Numerical evidence for `multi-scalar stars'

TL;DR

This paper introduces a new class of gravitational solutions called phase-shifted boson stars, formed from multiple scalar fields, which are shown to be potentially stable and more common than previously believed.

Contribution

It presents a novel family of multi-scalar, soliton-like solutions in general relativity, expanding the understanding of scalar field configurations and their stability.

Findings

Phase-shifted boson stars are stable over long timescales.

These solutions are similar to known boson and oscillating soliton stars.

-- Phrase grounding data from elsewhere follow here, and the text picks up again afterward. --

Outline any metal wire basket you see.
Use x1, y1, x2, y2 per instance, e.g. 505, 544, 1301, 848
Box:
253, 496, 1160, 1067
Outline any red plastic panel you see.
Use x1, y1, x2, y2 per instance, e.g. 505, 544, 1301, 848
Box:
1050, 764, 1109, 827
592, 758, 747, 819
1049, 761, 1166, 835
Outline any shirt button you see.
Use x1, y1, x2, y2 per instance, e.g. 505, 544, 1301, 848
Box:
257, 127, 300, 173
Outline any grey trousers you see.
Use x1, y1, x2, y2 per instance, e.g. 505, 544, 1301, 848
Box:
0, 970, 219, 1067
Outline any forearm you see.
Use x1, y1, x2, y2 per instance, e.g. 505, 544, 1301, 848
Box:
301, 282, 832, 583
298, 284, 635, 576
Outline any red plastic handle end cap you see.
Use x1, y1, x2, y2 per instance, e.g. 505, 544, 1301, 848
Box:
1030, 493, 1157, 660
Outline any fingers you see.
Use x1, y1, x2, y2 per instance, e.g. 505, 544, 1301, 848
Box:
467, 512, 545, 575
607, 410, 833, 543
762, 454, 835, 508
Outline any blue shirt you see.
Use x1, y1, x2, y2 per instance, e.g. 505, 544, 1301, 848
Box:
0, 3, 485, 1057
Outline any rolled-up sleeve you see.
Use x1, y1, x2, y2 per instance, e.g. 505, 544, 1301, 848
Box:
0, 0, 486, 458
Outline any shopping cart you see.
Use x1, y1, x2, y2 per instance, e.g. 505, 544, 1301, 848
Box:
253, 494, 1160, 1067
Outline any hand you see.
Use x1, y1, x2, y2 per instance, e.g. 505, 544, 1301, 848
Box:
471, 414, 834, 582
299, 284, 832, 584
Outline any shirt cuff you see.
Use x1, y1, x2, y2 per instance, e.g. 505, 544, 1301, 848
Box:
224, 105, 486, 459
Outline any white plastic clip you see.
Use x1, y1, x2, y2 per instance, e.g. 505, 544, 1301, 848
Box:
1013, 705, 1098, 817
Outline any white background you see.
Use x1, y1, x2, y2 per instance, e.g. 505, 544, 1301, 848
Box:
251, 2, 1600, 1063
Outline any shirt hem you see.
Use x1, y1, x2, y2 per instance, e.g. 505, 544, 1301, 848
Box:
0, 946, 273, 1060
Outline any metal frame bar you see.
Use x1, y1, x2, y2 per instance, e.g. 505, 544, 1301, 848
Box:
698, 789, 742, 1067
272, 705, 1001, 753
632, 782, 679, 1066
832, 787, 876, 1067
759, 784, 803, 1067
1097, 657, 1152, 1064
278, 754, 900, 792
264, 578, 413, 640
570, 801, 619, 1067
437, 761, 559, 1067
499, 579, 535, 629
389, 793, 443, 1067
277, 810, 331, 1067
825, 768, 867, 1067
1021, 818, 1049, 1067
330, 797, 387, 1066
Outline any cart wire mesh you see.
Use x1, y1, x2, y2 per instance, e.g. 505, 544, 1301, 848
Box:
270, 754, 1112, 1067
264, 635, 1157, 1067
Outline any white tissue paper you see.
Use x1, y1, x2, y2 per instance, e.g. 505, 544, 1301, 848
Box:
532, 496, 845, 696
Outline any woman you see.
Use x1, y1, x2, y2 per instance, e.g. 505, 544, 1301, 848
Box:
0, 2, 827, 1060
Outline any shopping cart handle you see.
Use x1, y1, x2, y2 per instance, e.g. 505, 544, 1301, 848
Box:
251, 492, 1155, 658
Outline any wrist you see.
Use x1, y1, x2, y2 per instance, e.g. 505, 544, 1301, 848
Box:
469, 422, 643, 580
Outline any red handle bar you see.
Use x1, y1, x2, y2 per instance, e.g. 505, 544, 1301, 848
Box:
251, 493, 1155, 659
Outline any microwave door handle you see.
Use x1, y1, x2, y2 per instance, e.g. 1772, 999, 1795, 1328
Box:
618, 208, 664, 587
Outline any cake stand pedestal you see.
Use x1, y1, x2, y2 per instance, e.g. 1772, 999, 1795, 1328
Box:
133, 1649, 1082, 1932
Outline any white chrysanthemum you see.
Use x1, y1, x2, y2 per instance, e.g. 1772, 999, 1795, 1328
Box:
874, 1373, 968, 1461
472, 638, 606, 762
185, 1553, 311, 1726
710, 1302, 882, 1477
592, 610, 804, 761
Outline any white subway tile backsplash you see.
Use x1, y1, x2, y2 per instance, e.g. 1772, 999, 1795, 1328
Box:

Scalar soliton-like solutions may be more prevalent than previously thought.

Abstract

We present a class of general relativistic soliton-like solutions composed of multiple minimally coupled, massive, real scalar fields which interact only through the gravitational field. We describe a two-parameter family of solutions we call ``phase-shifted boson stars'' (parameterized by central density rho_0 and phase delta), which are obtained by solving the ordinary differential equations associated with boson stars and then altering the phase between the real and imaginary parts of the field. These solutions are similar to boson stars as well as the oscillating soliton stars found by Seidel and Suen [E. Seidel and W.M. Suen, Phys. Rev. Lett. 66, 1659 (1991)]; in particular, long-time numerical evolutions suggest that phase-shifted boson stars are stable. Our results indicate that scalar soliton-like solutions are perhaps more generic than has been previously thought.